T.I. is one of my co-executive producers. What I’m doing with the album… the mind state I have is sort of like Gershwin presents Porgy and Bess [George Gerswhin’s famous 1930’s opera]. I took artists like T.I. and put ’em over a guitar riff, or Akon and put him over a choir, or Lil Wayne. I wanna combine the young and old, like they’re gettin’ together. So what I did is, when I recorded a lot of stuff, I would play it for T.I. Because I wanted to know his vibe, like how was he feelin’ [about] this? ’Cause I would be singing a straight up song but [he’d] be like, “Man, this is crazy.”
What did you take away from your time working with T.I.?
I would say what I really learned from T.I., working with him and being in the studio with him a lot, is sort of [the] flyness. ’Cause what happened is, sometimes you can come across so deep in the lyrics, [but] saying it more simpler is probably flyer. So I would say T.I. probably put my lingo and swagger up. [Laughs]
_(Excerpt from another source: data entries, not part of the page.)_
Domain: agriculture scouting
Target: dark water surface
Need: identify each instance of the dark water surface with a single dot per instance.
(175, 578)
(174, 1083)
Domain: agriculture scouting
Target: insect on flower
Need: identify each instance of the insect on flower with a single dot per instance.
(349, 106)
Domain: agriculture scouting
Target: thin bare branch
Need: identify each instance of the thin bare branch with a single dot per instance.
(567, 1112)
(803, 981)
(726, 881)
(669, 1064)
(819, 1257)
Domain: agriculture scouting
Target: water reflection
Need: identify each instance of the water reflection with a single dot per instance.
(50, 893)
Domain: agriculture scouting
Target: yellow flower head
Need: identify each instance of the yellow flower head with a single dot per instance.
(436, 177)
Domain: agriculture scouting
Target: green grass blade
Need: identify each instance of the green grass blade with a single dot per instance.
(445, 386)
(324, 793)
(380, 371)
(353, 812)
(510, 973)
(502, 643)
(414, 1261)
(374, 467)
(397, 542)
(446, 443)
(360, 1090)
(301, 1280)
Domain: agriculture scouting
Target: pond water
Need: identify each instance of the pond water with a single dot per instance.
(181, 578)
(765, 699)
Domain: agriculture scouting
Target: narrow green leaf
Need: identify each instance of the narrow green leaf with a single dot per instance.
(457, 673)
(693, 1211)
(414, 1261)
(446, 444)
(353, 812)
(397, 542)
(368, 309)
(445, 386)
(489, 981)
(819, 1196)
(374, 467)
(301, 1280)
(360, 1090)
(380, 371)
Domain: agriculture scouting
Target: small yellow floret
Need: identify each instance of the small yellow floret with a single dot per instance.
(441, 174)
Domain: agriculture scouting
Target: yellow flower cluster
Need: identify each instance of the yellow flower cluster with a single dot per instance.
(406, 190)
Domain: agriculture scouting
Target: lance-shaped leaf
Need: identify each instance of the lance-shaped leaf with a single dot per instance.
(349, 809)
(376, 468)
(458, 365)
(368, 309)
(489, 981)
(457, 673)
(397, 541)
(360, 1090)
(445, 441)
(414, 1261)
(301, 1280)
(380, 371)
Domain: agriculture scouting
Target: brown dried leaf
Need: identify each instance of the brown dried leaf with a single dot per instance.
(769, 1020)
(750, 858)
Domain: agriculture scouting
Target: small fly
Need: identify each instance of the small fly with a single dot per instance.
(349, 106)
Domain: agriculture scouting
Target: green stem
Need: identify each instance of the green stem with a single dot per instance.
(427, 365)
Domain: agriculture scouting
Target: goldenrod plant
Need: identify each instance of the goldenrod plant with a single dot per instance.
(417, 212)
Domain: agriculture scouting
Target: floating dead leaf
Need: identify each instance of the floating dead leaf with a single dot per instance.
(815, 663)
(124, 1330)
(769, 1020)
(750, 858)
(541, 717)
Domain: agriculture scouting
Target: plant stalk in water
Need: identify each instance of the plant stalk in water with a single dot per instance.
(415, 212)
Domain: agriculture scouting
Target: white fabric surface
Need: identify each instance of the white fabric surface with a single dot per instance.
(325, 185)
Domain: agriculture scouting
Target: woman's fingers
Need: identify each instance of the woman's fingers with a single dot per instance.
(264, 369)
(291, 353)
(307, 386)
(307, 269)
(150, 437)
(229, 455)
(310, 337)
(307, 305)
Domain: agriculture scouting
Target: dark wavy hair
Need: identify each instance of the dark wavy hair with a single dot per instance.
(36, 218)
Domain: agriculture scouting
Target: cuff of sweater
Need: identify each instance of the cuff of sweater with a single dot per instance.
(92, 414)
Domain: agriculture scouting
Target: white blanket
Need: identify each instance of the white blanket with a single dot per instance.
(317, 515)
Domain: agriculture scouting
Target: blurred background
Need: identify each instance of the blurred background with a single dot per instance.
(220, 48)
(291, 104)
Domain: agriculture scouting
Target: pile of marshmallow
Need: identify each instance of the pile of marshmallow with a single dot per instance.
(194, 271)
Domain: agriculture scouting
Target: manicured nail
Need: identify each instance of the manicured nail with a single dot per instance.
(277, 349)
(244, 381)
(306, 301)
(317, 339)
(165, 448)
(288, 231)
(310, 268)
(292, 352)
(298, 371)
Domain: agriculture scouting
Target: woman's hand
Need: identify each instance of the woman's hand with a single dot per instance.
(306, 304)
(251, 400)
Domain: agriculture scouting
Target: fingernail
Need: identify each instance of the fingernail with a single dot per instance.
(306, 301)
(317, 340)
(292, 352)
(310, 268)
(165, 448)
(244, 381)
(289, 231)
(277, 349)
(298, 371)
Pras recently told MTV News that a Fugees reunion is unlikely. After everything you guys have gone through, the on and off again reunion, is it safe to say it’s never going to happen?
Man, I wouldn’t really say that. I think as long as we keep putting good music out there… I might do a song [and] it might touch The Fugees. Lauryn might do a song and it touches me, ya know. I think The Fugees was something organic. But remember what you said, for The Fugees to do another album, it’s not trying to recreate The Score. It’s about the modern times—what we’ve been through and how people can go past what we’ve been through and still make it happen. So you know me, I never give up hope. I’m like the number one Fugees fan. I would never say I don’t think there will never be a Fugees album.